Minha crônica "A Máquina na Cátedra" é um relato instigante e crucial sobre as transformações que a inteligência artificial está provocando no universo da educação e nas relações entre professores e alunos. Eu tento capturar a essência da inquietação diante da aparente substituição do elemento humano pela eficiência algorítmica. Vejo em meu texto um excelente ponto de partida para debatermos as implicações sociais dessa nova realidade. Com base nas ideias principais, preparei 5 questões discursivas simples:


1. O texto descreve a surpresa e a indignação da estudante ao descobrir que o professor usou IA para materiais de aula e feedback, contrastando com a proibição para os alunos. Como a Sociologia analisa a questão da "hipocrisia institucional" e das "normas sociais" conflitantes no ambiente educacional, especialmente quando regras sobre o uso de tecnologia parecem se aplicar de forma diferente a professores e alunos?

2. A crônica enfatiza que o valor da educação reside no "feedback humano", na "conexão" e na "presença" do professor, algo que a IA parece não replicar. Como a Sociologia compreende o "papel do professor" para além da transmissão de conteúdo, focando na construção de "capital social", na "interação" e no impacto da "presença humana" no processo de ensino-aprendizagem?

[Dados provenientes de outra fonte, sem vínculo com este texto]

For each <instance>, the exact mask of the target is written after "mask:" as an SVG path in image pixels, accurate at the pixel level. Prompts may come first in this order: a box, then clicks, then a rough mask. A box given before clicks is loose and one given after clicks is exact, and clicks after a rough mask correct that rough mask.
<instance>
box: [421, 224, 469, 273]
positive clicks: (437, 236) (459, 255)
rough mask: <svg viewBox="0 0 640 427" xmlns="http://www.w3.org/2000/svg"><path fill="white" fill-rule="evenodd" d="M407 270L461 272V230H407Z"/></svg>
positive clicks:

3. O texto menciona que os alunos estão pagando caro por uma "experiência transformadora" que se revela uma "performance automatizada". Como a Sociologia analisa a "comodificação da educação superior", onde a relação estudante-instituição pode se aproximar de uma relação "consumidor-fornecedor", e como a introdução da IA pode exacerbar essa percepção de desvalorização da experiência humana?

4. A crônica aborda o desafio das universidades em criar "diretrizes éticas" para o uso da IA. Como a Sociologia estuda a "resposta institucional" e a "construção de normas éticas" em face de "rápidas transformações tecnológicas", considerando as tensões entre inovação, regulamentação e a preservação de valores fundamentais (como a autenticidade e a confiança) nas relações sociais?

5. O texto levanta a questão do impacto da IA no futuro da profissão docente, incluindo o papel dos assistentes de ensino. Como a Sociologia analisa as "transformações no mundo do trabalho" e nas "profissões" causadas pela "automação" e pela IA, e quais implicações isso pode ter para a formação, a identidade e as relações de trabalho dos educadores?